3 of 258 comments (clear)

  1. Re:No more.... by AceofSpades19 · · Score: 5, Insightful

    Norton is an utter piece of crap, it would be advisable to get rid of it now

  2. Re:No. by A+non-mouse+Coward · · Score: 5, Insightful

    Anti-Virus is outsourcing the problem of deciding what is good to execute on your computer to a vendor who works backwards and blind.

    It's "backwards", in that you don't tell them what is "good". They try to guess what would be on your "bad" list. As everyone here knows, it turns out that the "bad" list is much, much longer than the "good" list. In 2007 alone, F-Secure added more virus sigs to their products than the totality of sigs accumulated from the previous 20 years! And last I heard from them, 2008 was projected to double 2007. That sounds almost like quadratic growth to me ... and keeping up with that growth rate is not a game I'd want to play! My list of "good" software doesn't increase on a quadratic growth rate, does yours? If this were any other field of computation, the signature approach would have been laughed off the planet by now.

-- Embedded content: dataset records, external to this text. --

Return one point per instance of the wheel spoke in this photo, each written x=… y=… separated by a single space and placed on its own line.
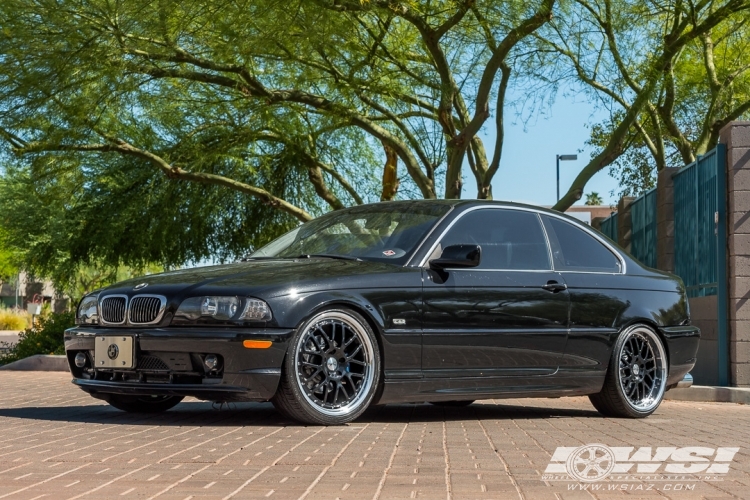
x=356 y=351
x=346 y=393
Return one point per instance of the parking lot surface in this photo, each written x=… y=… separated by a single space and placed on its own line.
x=56 y=442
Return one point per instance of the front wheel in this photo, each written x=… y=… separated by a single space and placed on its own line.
x=331 y=371
x=637 y=375
x=144 y=404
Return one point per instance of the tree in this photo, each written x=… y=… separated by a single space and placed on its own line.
x=627 y=55
x=291 y=104
x=593 y=199
x=9 y=260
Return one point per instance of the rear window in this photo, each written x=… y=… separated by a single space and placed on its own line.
x=573 y=249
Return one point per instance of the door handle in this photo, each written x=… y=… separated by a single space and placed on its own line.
x=554 y=287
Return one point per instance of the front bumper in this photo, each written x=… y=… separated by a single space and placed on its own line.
x=243 y=375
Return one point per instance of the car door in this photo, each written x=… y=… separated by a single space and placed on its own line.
x=594 y=276
x=508 y=316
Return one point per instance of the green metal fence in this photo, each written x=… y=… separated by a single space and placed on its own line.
x=700 y=228
x=699 y=194
x=643 y=238
x=609 y=227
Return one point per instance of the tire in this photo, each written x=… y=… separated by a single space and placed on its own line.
x=636 y=377
x=453 y=404
x=331 y=371
x=144 y=404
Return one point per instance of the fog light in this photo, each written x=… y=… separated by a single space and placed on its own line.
x=211 y=361
x=80 y=360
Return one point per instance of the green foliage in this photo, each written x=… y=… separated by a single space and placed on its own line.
x=9 y=259
x=44 y=338
x=593 y=199
x=668 y=75
x=169 y=132
x=13 y=320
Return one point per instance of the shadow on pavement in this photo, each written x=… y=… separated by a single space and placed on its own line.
x=239 y=414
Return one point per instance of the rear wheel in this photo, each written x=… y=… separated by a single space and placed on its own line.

    It's "blind" in that they aren't seeing what is actually running on your computer. For privacy (and performance) reasons, nobody provides metrics back to AV vendors about all of the executables that weren't labeled "bad", and rarely do the metrics about what is labeled "OK" actually go back to them. The AV vendors have to take a shot in the dark. They can simulate what they think your computing environment looks like, but it's just a guess. They cannot know if you have custom or proprietary software that matches one of their AV sigs unless they actually test that particular program against their sigs (and you don't let them do that, hence the "blind" remark).

    Backwards and Blind is very problematic. Every once in awhile, we hear about fiascos like Symantec deciding an asian language DLL is a virus, killing all of their asian customers' windows installs for a day or two.

    The question the benchmark is really trying to answer is: Which vendor's product is best tuned for the least amount of false positives and false negatives? When we should really be asking the question: Do I know what is good to run on my computers? And if the answer to that is "yes", then we should be asking the question: Why can't these vendors make a product that only allows my "good" programs to execute and nothing else?

    --
    libertarian: (n) socially liberal, financially conservative; neither left, nor right.
  3. Re:No more.... by Ngarrang · · Score: 5, Insightful

    Wow, solid, well supported argument right there.

    Indeed, it is. Norton really is a load of crap. It is a resource hog of cpu, memory and hard drive. I believe the only reason it is found on anyone's PC is because Norton pays PC companies to install it by default. Because, frankly, you would have to literally know nothing about AV to choose Norton. As in, you did no research and picked the shiniest box off the shelf. At which point, I have lost sympathy for the user.

    My company relies on SOPHOS. In 12 years of working with SOPHOS, never has a virus had a chance to spread...despite the users best efforts.